3%: The Dystopian Future of Merit-based Equality

It had been a while since I had seen any tv, so this week I loaded up Netflix and watched the first season of 3%, a Brazilian thriller. Set in a dystopian future, the plot centers around the Process. A series of tests in which 20 year old residents of the impoverished Inland compete, in hopes to be a part of the 3% of individuals chosen to live on the Offshore. To many, the Process represents equality. Everyone has an equal opportunity to live the good life on the grounds of their merit; regardless of family or status. 

You can see the appeal of this. We all know what it feels like to lose an opportunity for advancement to someone else with money, connections, or influence.

But I am smarter.

But I worked harder.

It’s frustrating. The equal society of 3% appeals to this basal sense of justice within us. A fair society where each individual gets what they deserve.

…then why does it still feel wrong. Why does it feel wrong when we see the lives of these people living in the inland? It is because equal opportunity is only one facet of equality. 
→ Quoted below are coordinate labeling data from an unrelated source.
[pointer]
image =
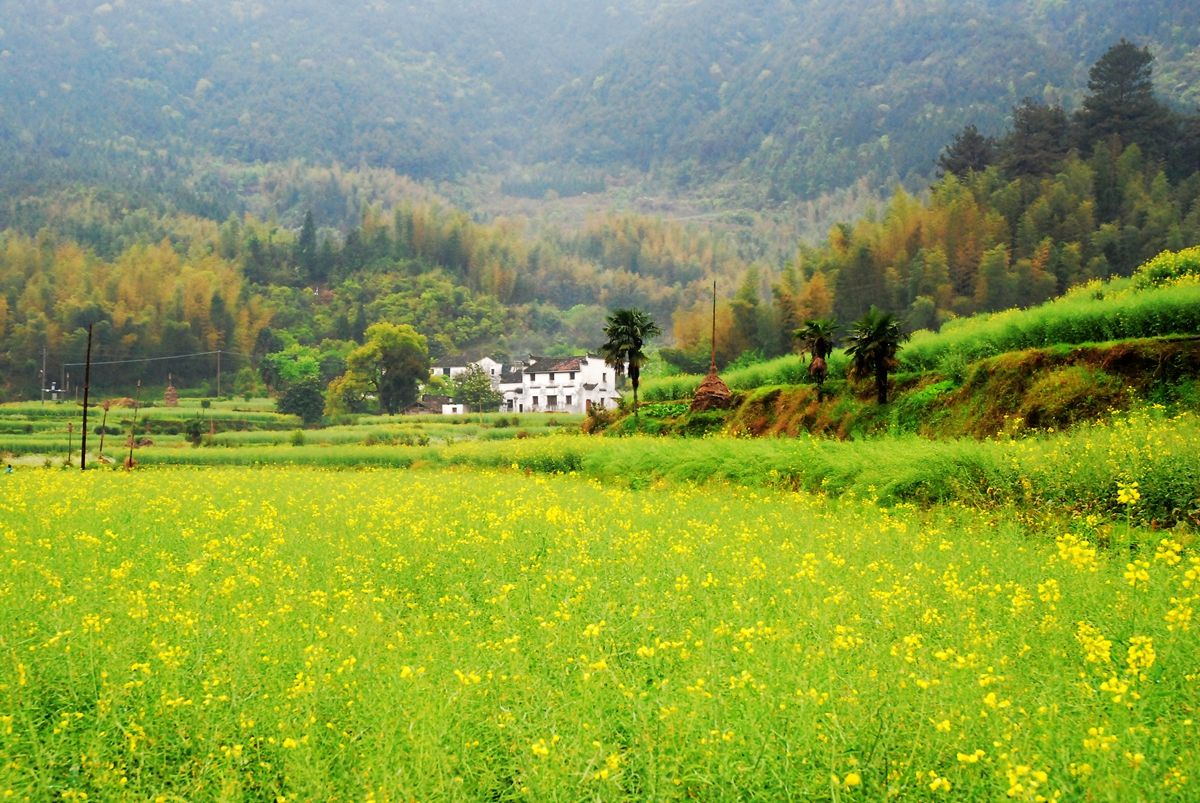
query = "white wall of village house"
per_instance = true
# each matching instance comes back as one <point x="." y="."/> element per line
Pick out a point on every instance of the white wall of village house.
<point x="564" y="391"/>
America, the Land of Opportunity.

A title we still fail to live up to, but nevertheless tout as the principle force of our ethos. However, I argue, and 3% demonstrates, that an ideal country of equal opportunity is not the country of equality that we desire. I argue that equality is not born of merit, but of existence. By a human’s existence alone, they deserve the same quality of healthcare, safety of community, and, yes, breadth of opportunity. As our country continues to fight and pursue equal opportunity, let us not leave people behind and forget the many facets of equality. Lest in a dystopian future, we find ourselves residents of the Inland.